Fit for a Queen: Ye Olde Mitre
The lowdown: Founded in 1546, Ye Olde Mitre is not only one of the capital’s oldest boozers, but it’s home to the most famous wedding guest gossip in the whole of London, possibly even the world. It was here, in the courtyard outside the wood-panelled pub, on the eve of her father Henry VIII’s wedding, Queen Elizabeth I is said to have danced around a cherry tree with her court favourite, Sir Christopher Hatton. Almost impossible to find, tucked between numbers eight and nine down a nondescript alley in Hatton Garden, Ye Olde Mitre is a traditional London pub, with the exception of a certain famous preserved cherry tree sitting in one of its dark corners.
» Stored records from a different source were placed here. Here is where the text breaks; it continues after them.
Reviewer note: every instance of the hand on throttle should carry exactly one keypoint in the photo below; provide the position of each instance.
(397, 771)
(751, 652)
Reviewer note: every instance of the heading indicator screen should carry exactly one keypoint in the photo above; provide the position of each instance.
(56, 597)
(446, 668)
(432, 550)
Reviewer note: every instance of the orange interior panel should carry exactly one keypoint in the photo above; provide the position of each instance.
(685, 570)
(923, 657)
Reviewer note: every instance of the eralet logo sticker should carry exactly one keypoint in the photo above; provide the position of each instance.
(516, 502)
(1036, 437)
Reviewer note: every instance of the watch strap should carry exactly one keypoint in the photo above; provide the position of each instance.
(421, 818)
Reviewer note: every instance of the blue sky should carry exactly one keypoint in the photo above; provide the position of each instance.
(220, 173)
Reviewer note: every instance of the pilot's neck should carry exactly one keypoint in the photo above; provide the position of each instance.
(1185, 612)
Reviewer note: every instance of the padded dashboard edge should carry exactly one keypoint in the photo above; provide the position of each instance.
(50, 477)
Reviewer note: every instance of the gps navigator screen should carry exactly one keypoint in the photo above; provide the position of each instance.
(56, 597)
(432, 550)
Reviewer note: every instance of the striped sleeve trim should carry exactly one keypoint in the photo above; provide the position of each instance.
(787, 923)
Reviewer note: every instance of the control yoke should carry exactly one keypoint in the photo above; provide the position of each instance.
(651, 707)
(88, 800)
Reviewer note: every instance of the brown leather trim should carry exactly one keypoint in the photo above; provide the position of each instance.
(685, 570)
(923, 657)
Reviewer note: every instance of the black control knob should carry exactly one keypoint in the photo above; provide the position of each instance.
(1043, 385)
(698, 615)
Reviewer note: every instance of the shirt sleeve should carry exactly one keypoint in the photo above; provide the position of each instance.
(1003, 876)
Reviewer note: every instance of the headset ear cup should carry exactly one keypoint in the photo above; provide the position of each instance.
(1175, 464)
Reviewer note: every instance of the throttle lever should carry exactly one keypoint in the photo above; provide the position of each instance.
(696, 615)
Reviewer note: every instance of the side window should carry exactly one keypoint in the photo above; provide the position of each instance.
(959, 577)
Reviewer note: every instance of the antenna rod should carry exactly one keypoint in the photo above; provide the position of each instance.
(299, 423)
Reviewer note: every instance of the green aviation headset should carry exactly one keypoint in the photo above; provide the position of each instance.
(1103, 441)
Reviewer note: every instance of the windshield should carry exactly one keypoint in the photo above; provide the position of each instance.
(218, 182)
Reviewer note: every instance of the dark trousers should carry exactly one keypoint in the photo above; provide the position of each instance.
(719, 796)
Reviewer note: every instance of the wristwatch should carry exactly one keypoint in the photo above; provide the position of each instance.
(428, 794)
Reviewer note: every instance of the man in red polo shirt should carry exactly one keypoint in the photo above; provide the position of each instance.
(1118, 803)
Nearest Tube: Chancery Lane
The tavern is sandwiched between the supposed sites of the Demon Barber of Fleet Street, Sweeney Todd’s barber and his mistress Mrs Lovett’s pie shop.
Perfect for pirates: The Prospect of Whitby
The lowdown: Located in Wapping, The Prospect of Whitby occupies a choice spot on the River Thames, and attracts a mixed crowd of in-the-know locals and travellers, who come to enjoy the views from its terrace. Back in the day it was frequented by sailors, pirates and smugglers, the latter of which used the pub as a base from which to conduct their dodgy dealings. During the 17th century, hangings ordered by the notoriously punitive Judge Jeffreys, were conducted nearby in view of the pub, and today a noose still stands outside to mark this dark past. It’s believed that JMW Turner used to paint here too, while the diarist Samuel Pepys was also a regular.